Par un mémoire enregistré le 28 septembre 2018, M. C...D..., représenté par MeA..., conclut au rejet du recours et demande à la cour que lui soit donné acte, d'une part, du dépôt d'un dossier d'aide juridictionnelle et, d'autre part, de sa volonté de renoncer, en application de l'article 37 de la loi du 10 juillet 1991, au bénéfice de celle-ci, dans l'hypothèse d'une condamnation de l'Etat à lui verser une somme de 3 000 euros au titre des frais irrépétibles.
Il soutient que :
- ayant disposé d'un espace inférieur à 3 m² au sein de sa cellule, il a subi un traitement inhumain et dégradant au sens de l'article 3 de la convention européenne de sauvegarde des droits de l'homme et des libertés fondamentales ; par ailleurs, la durée des promenades était particulièrement courte et les activités disponibles ne sont intervenues qu'en fin d'incarcération ;
- le mauvais état des cellules et les conditions d'hygiènes sont constitutives d'un traitement inhumain et dégradant au sens de ce même article 3 ;
- l'absence de cloisonnement des toilettes porte atteinte au droit au respect de la vie privée et de la dignité de la personne humaine ; elle a engendré des nuisances olfactives, lesquelles sont accentuées par le climat et l'insuffisance des mécanismes d'aération, des nuisances visuelles et des nuisances sonores ainsi qu'une situation d'humiliation ;
- il n'a pas eu accès, au cours de son incarcération, à une activité professionnelle.
Vu :
- les autres pièces du dossier ;
- la convention européenne de sauvegarde des droits de l'homme et des libertés fondamentales ;
- le code de procédure pénale ;
- la loi du n° 2009-1436 du 24 novembre 2009 pénitentiaire ;
- la loi n° 91-647 du 10 juillet 1991 modifiée relative à l'aide juridique ;
- le code de justice administrative.
Le président de la cour a désigné M. B...E...en application du livre V du code de justice administrative.
Considérant ce qui suit :
1. M. D...a été incarcéré au centre pénitentiaire de Baie-Mahault du 27 juillet 2012 au 22 juin 2015 et du 3 juillet 2015 au 29 septembre 2016. La garde des sceaux, ministre de la justice, fait appel de l'ordonnance du 24 juillet 2018 par laquelle le juge des référés du tribunal administratif de la Guadeloupe a condamné l'Etat à verser une provision de 10 000 euros à M. D...au titre du préjudice subi du fait de ses conditions de détention dans ce centre.

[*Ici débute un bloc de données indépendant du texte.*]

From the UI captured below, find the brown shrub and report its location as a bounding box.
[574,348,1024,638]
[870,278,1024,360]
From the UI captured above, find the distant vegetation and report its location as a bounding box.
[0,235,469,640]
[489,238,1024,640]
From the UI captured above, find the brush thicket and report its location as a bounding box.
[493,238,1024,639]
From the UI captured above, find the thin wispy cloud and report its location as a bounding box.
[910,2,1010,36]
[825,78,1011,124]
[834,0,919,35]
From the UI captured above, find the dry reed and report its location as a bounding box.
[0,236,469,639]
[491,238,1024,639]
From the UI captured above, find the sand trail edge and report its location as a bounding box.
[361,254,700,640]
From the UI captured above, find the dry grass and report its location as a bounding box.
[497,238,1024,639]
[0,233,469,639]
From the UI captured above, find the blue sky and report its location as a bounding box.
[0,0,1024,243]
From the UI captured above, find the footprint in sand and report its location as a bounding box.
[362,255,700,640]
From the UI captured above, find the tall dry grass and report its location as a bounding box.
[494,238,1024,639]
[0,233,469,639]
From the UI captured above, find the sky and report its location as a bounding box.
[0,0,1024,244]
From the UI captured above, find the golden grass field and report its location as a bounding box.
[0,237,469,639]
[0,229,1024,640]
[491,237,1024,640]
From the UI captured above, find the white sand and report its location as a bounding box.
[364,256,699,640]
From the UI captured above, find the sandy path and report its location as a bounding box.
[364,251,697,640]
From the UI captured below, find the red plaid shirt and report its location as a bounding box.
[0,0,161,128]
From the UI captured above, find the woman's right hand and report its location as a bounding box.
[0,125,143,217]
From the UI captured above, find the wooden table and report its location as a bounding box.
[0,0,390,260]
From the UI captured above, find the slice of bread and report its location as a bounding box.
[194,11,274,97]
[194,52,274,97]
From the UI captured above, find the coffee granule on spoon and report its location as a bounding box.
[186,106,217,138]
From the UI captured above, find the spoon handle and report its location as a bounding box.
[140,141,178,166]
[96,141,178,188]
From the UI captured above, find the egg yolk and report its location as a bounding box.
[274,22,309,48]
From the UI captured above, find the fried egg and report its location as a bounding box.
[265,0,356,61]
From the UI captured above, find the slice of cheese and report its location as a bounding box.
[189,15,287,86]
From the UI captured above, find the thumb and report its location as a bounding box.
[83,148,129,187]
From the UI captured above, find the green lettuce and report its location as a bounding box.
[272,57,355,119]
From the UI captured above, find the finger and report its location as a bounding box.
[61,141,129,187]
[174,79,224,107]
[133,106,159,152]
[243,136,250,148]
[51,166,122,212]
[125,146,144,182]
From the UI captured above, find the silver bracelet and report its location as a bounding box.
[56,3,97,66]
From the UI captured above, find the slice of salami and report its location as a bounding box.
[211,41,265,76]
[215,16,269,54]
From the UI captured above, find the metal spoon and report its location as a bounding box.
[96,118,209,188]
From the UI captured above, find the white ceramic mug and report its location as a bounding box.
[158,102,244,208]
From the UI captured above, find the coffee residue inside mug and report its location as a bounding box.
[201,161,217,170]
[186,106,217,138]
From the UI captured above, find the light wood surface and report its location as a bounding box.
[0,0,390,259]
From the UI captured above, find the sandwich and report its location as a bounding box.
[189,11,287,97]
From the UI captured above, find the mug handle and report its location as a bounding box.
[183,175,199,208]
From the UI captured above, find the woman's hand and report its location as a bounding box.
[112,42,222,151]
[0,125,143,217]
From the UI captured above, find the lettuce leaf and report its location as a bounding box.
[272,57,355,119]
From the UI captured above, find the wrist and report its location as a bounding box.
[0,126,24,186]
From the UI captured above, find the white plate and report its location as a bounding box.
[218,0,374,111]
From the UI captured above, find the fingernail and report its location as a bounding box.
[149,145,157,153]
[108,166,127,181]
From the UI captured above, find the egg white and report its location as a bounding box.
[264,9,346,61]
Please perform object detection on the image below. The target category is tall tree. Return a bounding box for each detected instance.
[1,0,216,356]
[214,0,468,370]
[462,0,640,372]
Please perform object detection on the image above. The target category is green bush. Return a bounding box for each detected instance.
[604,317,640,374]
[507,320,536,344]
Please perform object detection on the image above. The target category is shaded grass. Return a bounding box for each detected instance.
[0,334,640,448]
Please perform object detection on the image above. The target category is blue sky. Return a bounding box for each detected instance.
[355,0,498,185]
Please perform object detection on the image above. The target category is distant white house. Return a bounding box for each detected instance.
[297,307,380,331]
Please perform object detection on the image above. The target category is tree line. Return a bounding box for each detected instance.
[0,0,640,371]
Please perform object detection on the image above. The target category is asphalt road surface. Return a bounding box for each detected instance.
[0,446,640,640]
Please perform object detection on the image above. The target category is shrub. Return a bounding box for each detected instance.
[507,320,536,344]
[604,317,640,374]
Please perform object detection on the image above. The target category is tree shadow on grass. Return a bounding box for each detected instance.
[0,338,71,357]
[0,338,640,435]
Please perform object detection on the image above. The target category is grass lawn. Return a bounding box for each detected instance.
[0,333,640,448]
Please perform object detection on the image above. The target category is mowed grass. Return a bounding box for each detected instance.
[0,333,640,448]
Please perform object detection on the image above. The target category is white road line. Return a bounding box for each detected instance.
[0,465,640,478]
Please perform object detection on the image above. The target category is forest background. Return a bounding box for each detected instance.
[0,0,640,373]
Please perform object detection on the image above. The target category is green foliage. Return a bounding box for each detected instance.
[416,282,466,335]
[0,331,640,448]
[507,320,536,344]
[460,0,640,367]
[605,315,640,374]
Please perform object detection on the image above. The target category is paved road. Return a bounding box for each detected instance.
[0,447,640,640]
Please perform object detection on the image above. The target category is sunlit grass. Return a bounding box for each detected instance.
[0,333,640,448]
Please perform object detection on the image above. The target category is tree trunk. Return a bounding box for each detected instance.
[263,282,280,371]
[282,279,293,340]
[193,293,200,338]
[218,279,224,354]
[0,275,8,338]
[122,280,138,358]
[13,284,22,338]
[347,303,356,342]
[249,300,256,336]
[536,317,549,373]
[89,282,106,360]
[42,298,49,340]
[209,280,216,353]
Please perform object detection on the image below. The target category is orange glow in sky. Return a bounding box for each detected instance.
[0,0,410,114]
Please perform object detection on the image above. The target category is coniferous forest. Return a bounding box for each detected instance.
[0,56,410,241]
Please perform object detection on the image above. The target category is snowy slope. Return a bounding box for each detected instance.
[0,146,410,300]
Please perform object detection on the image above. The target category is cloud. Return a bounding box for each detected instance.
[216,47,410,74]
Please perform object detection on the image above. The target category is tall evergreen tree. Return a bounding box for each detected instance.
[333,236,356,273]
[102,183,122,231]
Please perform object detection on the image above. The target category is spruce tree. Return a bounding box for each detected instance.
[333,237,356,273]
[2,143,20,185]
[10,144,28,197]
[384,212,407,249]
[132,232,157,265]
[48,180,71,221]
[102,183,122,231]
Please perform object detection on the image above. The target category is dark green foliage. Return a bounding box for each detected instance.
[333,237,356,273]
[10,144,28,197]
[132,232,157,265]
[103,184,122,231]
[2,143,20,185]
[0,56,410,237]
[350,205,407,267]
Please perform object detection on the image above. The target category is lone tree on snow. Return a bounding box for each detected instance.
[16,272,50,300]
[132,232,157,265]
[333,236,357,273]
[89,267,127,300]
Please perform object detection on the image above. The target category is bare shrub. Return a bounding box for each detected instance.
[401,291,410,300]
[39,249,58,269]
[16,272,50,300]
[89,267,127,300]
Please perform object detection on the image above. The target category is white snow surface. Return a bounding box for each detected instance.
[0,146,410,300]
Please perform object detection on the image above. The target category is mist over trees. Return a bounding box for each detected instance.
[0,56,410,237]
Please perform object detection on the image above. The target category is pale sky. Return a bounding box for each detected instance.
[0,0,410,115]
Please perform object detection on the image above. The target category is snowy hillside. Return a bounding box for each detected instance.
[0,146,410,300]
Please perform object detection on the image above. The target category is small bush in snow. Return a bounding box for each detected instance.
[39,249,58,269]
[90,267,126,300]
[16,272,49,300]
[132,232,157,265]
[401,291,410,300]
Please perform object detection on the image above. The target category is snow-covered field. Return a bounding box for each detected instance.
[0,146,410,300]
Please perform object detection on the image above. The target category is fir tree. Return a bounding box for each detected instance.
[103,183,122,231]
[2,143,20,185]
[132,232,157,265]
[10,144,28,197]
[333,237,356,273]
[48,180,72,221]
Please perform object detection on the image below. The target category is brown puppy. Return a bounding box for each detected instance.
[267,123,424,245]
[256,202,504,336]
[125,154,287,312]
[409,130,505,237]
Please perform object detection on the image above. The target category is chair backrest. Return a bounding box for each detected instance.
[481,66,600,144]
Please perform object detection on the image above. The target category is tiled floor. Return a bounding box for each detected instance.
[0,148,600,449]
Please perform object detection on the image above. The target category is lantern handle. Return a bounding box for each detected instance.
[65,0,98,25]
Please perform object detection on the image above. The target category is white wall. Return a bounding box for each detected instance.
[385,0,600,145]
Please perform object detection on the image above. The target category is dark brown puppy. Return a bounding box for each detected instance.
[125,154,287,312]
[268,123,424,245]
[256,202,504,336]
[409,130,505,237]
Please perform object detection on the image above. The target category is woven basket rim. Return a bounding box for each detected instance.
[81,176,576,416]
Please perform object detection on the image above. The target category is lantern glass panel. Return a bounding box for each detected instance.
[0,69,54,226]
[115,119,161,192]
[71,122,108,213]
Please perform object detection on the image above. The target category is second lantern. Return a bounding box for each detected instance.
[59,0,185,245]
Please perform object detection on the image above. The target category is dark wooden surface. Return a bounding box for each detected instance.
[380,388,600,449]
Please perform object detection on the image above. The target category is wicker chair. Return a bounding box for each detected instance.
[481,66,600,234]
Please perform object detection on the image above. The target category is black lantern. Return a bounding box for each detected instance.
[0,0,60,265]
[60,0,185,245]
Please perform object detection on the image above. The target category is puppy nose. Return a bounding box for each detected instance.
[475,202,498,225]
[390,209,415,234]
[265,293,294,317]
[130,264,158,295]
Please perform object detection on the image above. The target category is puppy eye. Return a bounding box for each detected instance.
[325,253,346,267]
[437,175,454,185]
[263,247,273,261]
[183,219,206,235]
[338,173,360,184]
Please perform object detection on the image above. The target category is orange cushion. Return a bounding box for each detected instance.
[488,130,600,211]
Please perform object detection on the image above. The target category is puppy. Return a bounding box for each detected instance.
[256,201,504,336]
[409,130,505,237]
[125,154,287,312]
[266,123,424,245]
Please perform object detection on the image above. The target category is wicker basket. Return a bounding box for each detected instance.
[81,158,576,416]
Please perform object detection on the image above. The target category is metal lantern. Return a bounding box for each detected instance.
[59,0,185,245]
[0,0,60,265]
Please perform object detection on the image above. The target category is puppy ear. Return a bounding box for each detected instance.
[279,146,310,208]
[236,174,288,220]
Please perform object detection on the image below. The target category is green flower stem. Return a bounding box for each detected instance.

2. Aux termes de l'article L. 541-1 du code de justice administrative : " Le juge des référés peut, même en l'absence d'une demande au fond, accorder une provision au créancier qui l'a saisi lorsque l'existence de l'obligation n'est pas sérieusement contestable. Il peut, même d'office, subordonner le versement de la provision à la constitution d'une garantie ".
3. Aux termes de l'article 3 de la convention européenne de sauvegarde des droits de l'homme et des libertés fondamentales : " Nul ne peut être soumis à la torture ni à des peines ou traitements inhumains ou dégradants ". L'article D. 349 du code de procédure pénale dispose : " L'incarcération doit être subie dans des conditions satisfaisantes d'hygiène et de salubrité, tant en ce qui concerne l'aménagement et l'entretien des bâtiments, le fonctionnement des services économiques et l'organisation du travail, que l'application des règles de propreté individuelle et la pratique des exercices physiques ". En vertu de l'article D. 350 du même code : " Les locaux de détention et, en particulier, ceux qui sont destinés au logement, doivent répondre aux exigences de l'hygiène, compte tenu du climat, notamment en ce qui concerne le cubage d'air, l'éclairage, le chauffage et l'aération ". Selon l'article D. 351 de ce code : " Dans tout local où les détenus séjournent, les fenêtres doivent être suffisamment grandes pour que ceux-ci puissent lire et travailler à la lumière naturelle. L'agencement de ces fenêtres doit permettre l'entrée d'air frais. La lumière artificielle doit être suffisante pour permettre aux détenus de lire ou de travailler sans altérer leur vue. / Les installations sanitaires doivent être propres et décentes. Elles doivent être réparties d'une façon convenable et leur nombre proportionné à l'effectif des détenus. ".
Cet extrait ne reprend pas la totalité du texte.